De l'autre côté

Yeza Ahem

De la découverte, parfois remise à plus tard...

Il était là, tout au bout, ou plutôt au-delà de l'étagère, tombé entre le mur et l'acier des montants, bloqué et abandonné. Il m'a fallu dégager le terrain pour pouvoir me positionner, me contorsionner, faire levier sur le métal par endroits rouillé, pour enfin l'extirper.

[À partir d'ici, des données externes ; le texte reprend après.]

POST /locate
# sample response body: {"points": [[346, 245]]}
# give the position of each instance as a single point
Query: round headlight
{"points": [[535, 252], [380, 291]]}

Son apparence reflétait les années d'abandon et d'oppression : petites traces de rouille, vernis écaillé, intitulé effacé. Revenue vers plus de lumière, il semblait reprendre doucement vie entre mes mains qui l'inspectaient, le tournaient et retournaient. L'ouvrir, c'était dévoiler son intériorité. Le laisser fermer, c'était maintenir les possibles et les multiplier. Alors, je le posais sur le coin le plus reculé de mon bureau, petit recoin encore libre où j'allais bientôt l'ensevelir, le déplacer, l'oublier, jusqu'au jour du Rangement, le vrai, le méthodique, celui qui trie, qui classe, qui écarte et renvoie parfois. Prise dans mon élan, et sans plus de cérémonie, je l'alpague et l'ouvre machinalement.

Le papier a un peu craqué. Stupeur ? rhumatismes ? Joie ? C'est ce bruit qui m'a rappelé qui il était. Et il était là, ouvert. Des mots mécaniques y étaient alignés, bien rangés de chaque côté, comme deux petits pavés bien centrés et qui se faisaient face. Ce ne sont pas ces traces noires qui m'ont happées, mais celles, serrées, qui les annotaient et les enserraient. J'ai d'abord voulu les décrypter, puis ai cherché à remonter le temps, à découvrir l'histoire de ces lignes. Le texte original ? Une Etude sur les méthodes d'herbage dans le Haut-Poitou au temps de l'Ancien Régime et datant de 1937. Les commentaires ? Ceux d'un agronome sceptique et sarcastique quant aux jugements de l'étude. Sur la page de garde était inscrit le nom du premier propriétaire de ce livre, dans la même écriture insectoïde manuscrite tout au long des ajouts exégétiques, et une date : 1943.

Ironique témoin d'un homme qui avait préféré fuir dans les herbages du Haut-Poitou de l'Ancien Régime, ce drôle de livre avait été rattrapé par ce que des hommes vivaient alors : l'abandon, l'oppression puis l'oubli.